“張大夫既然來給吳公子治病,想必也聽同濟堂的同仁們公子的症狀了,這病端的奇怪,應該是血份中帶的病症,傳及子孫,累及後代,唉,吳家寬厚傳家,也不知道得罪了那位神仙,居然讓吳家由此滅門之禍。”蔡大夫感慨的道。
“蔡大夫,還是帶我等去吳公子的院子吧,看看病症,診診脈,也好早作打算。”張頌不習慣這些客套和繁文縟節,就對蔡大夫直接說想去看看病人。
“好好,半夏,你在這裡守着,有人來了你先支應着,我帶張大夫去公子那裡。”蔡大夫說完就帶着張頌去吳公子的院子,回頭看珍珠和晨生等跟着就道:“只張大夫跟着就行了,你們在這裡等吧。”
張頌立刻道:“這位¨這位王娘子也粗通醫理,她是金牛山人氏,大山裡有許多獨到的苗醫和瑤醫,說不定她會有什麼我們不知道的新方法。”
那蔡大夫對張頌說的話很是懷疑,不過他看重的是張頌,爲了不讓張頌不快,也就沒再堅持,但是還是把晨生和吳雲等人留在了小客廳,吳雲和哈飛在珍珠嚴厲的目光下,沒說什麼,老大不情願的留下了。
蔡大夫帶着珍珠和張頌來到一處幽靜的院子前,還沒進院子就聞到好大一股藥味兒,這是吳公子的院子無疑了,一個超級大藥罐子住在這裡,能不藥味十足嗎。來到這處院子,珍珠看匾額上寫的是清心居三個字兒,這大概是吳公子或者吳老爺美好的願望,這時候住在這清新居里恐怕是沒一個清心的。
院子裡遍植松柏,道路兩旁是成排的松柏,其他的地方是高大的松樹,這個院子裡的松樹看樣子都有些年頭兒了,每棵松樹都有一尺的直徑,起碼也得有百年以上·大概是寓意常青長壽之意。

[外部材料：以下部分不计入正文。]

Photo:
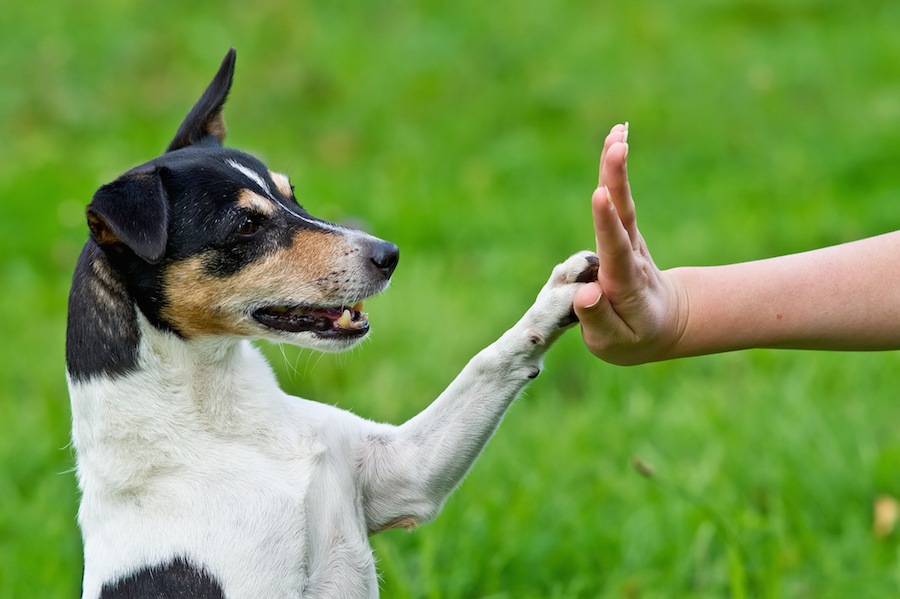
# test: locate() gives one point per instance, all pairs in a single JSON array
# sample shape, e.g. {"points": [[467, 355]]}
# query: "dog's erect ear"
{"points": [[132, 211], [204, 122]]}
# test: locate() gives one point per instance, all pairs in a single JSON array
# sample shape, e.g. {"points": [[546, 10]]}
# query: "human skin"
{"points": [[844, 297]]}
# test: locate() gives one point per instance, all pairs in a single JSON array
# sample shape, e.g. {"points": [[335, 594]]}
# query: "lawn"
{"points": [[468, 134]]}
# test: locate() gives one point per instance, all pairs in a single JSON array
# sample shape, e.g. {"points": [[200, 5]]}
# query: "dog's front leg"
{"points": [[407, 472]]}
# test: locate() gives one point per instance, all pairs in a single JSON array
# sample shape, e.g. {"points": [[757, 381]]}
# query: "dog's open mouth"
{"points": [[341, 321]]}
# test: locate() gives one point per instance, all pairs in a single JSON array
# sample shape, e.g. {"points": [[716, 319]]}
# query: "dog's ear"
{"points": [[132, 211], [204, 122]]}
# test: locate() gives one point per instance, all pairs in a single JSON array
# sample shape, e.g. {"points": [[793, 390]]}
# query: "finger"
{"points": [[614, 245], [618, 133], [600, 323], [615, 176], [592, 307]]}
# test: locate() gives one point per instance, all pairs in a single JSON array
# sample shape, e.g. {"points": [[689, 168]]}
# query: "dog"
{"points": [[199, 476]]}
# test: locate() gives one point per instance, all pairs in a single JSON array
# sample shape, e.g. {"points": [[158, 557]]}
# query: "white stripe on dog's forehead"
{"points": [[252, 175]]}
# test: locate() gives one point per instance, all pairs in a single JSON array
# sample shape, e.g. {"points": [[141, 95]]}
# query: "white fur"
{"points": [[199, 454]]}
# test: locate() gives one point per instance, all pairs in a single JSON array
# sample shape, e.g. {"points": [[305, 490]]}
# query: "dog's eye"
{"points": [[248, 226]]}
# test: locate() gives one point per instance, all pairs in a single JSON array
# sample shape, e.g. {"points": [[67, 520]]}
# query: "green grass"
{"points": [[468, 134]]}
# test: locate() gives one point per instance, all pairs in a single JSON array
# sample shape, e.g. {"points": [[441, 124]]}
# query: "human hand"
{"points": [[633, 313]]}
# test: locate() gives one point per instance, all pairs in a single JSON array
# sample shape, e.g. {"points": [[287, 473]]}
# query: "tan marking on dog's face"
{"points": [[255, 203], [314, 271], [282, 184]]}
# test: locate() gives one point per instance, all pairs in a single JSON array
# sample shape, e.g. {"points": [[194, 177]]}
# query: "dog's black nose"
{"points": [[385, 256]]}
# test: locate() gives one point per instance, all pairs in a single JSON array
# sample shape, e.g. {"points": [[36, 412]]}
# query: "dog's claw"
{"points": [[589, 275]]}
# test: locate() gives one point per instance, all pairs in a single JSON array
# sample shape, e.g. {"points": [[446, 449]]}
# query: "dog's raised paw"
{"points": [[554, 304]]}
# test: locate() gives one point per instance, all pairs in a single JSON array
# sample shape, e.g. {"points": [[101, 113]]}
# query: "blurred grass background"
{"points": [[468, 133]]}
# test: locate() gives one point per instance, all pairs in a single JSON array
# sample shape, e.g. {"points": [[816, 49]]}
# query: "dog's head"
{"points": [[208, 241]]}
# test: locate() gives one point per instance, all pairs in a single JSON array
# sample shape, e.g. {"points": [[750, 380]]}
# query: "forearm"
{"points": [[839, 298]]}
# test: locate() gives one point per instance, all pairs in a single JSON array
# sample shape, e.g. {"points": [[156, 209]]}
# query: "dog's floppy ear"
{"points": [[132, 211], [204, 122]]}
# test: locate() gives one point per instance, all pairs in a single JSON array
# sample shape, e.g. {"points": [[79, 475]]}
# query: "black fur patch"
{"points": [[102, 332], [179, 579]]}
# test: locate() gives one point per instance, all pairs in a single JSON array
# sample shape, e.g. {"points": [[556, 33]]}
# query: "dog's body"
{"points": [[200, 477]]}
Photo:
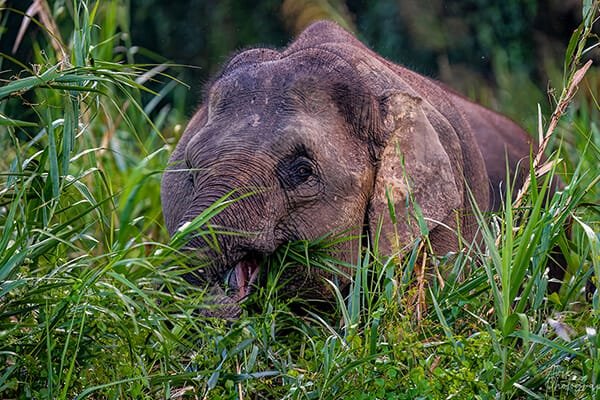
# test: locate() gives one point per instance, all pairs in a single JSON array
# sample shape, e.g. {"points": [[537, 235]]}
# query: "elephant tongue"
{"points": [[246, 272]]}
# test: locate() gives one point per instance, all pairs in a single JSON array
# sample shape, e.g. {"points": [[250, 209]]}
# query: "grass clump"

院子裡有這許多樹木,就清涼了不少,穿過一個穿堂,對面是三間五架的大正房·東西兩邊的廂房,正屋前面種着時新的鮮花,在烈日的烘烤之下都無精打采的。院子裡安靜的很,下人們做事的做事,當班的當班,全都輕手輕腳的不發出一絲聲響,裡面知道蔡大夫領着大夫來了·早有屋裡的媽媽迎了出來,對着蔡大夫行了一禮道:“蔡大夫您來了,這次薦的是那裡的大夫?”
“楊媽媽,這次來的是同濟堂的神醫張頌張大夫,公子可好?”蔡大夫對這個楊媽媽倒很是客氣。“沒什麼好不好的,剛纔覺的有精神看了會子書,這時有些累了,正在牀上歪着。太醫院的一位王御醫和其他幾位大夫都在西廂房開方熬藥·要不先帶張大夫去西廂房坐坐,我去屋裡看看。”那楊媽媽道。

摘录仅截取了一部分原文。